James Tague was convicted of violating the liquor law, and appeals. Affirmed.
H.A. Johnson, for plaintiff in error.
S.P. Freeling, Atty. Gen., and R. McMillan, Asst. Atty. Gen., for the State.
The plaintiff in error, James Tague, was convicted at the February, 1916, term of the county court of Noble county on a charge of selling intoxicating liquor, and his punishment fixed at a fine of $50 and imprisonment in the county jail for a period of 30 days.
At the trial of this case the state introduced proof by two or three witnesses which disclosed the fact that they had gone to James Tague's place of business and gave him money with which to purchase whisky; that he told them he did not have any, but knew where he could secure it; that they should return about 1 o'clock, and he would get the whisky while he was gone to lunch. They went away, and returned about 1 o'clock, and the whisky was produced and delivered to them. Some of it they drank at the time and place and with the said Tague. It subsequently developed that these two men were employed by some local association to secure evidence against persons engaged in the liquor traffic. It also appears that at about the same time, or shortly thereafter, an inquisition was held by the county judge and county attorney, and the plaintiff in error brought before them and examined concerning his knowledge of the violation of the liquor law in Noble county. His counsel sought to have him exonerated from prosecution on the ground that the particular circumstances, with the transaction out of which this charge grew, were gone into by the county judge and the county attorney. No denial was made by the plaintiff in error that he had committed the acts complained of. No testimony was offered to exonerate him. He stood solely upon the proposition that, having been examined by the county judge and county attorney as an inquisitorial body, he could not be prosecuted; it being his contention that he had disclosed facts fully and without reservation to that tribunal. No showing is made that he sought to be protected by a claim of immunity, or that answers he was about to make to questions would tend to incriminate him. In fact, nothing was done to bring him within the provision of the law as announced in Scribner v. State, 9 Okla. Cr. 465, 132 P. 933, Ann. Cas. 1915B, 381. In that opinion it is said:
"Before any person can secure immunity under section 27 of the Bill of Rights of our Constitution on account of incriminatory evidence, given by him as a witness before a grand jury, or in any court, such witness must have testified under an agreement made with the prosecuting attorney, approved by the court, or such witness must have claimed the privilege of silence, which was by the court denied, and such witness must have been compelled by the court to so testify. * * *"
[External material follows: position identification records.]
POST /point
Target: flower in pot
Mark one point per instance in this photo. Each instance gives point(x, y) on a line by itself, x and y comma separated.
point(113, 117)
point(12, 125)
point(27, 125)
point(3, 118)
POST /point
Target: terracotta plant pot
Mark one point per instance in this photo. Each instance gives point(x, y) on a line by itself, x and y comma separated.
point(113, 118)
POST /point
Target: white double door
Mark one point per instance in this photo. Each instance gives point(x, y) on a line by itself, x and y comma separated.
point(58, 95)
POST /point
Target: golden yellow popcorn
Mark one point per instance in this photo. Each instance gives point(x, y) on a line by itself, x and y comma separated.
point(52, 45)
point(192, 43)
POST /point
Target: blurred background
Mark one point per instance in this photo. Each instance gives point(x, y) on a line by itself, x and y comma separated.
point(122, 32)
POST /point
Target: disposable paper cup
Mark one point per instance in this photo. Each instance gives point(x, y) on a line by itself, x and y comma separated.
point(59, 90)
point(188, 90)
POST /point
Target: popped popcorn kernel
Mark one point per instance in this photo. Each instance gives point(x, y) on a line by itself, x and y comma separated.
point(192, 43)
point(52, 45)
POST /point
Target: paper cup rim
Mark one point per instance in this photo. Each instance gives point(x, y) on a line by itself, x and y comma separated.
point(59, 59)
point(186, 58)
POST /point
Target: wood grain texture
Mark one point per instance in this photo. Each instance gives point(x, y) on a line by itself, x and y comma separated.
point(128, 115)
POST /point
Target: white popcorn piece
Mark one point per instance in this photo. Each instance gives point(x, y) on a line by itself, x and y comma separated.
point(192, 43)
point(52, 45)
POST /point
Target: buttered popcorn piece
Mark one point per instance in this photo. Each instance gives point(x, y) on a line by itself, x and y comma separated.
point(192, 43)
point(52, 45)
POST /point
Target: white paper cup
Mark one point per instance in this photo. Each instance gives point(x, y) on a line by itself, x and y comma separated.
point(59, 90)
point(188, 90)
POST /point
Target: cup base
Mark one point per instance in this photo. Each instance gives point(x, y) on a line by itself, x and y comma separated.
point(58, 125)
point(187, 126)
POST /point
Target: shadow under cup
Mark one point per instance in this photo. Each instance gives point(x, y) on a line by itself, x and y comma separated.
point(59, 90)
Under the doctrine laid down in that case, the plaintiff in error in the case under consideration is not entitled to relief at the hands of this court. He did not come within the rule there laid down. If he had desired immunity, or to refrain from disclosing incriminating facts, he should have claimed his right, and should have protected it to the extent of being forced by a judicial requirement to answer, as pointed out in the Scribner Case, supra. Having failed to do so, he is not entitled to prevail in his contention before the trial court in this cause.
No error appearing from the record, and the facts being sufficient to disclose a violation of the prohibitory liquor law under doctrine laid down in the case of Buchanan v. State, 4 Okla. Cr. 645, 112 P. 32, 36 L.R.A. (N.S.) 83, it follows that the judgment should be affirmed; and it is so ordered.
DOYLE, P.J., and MATSON, J., concur.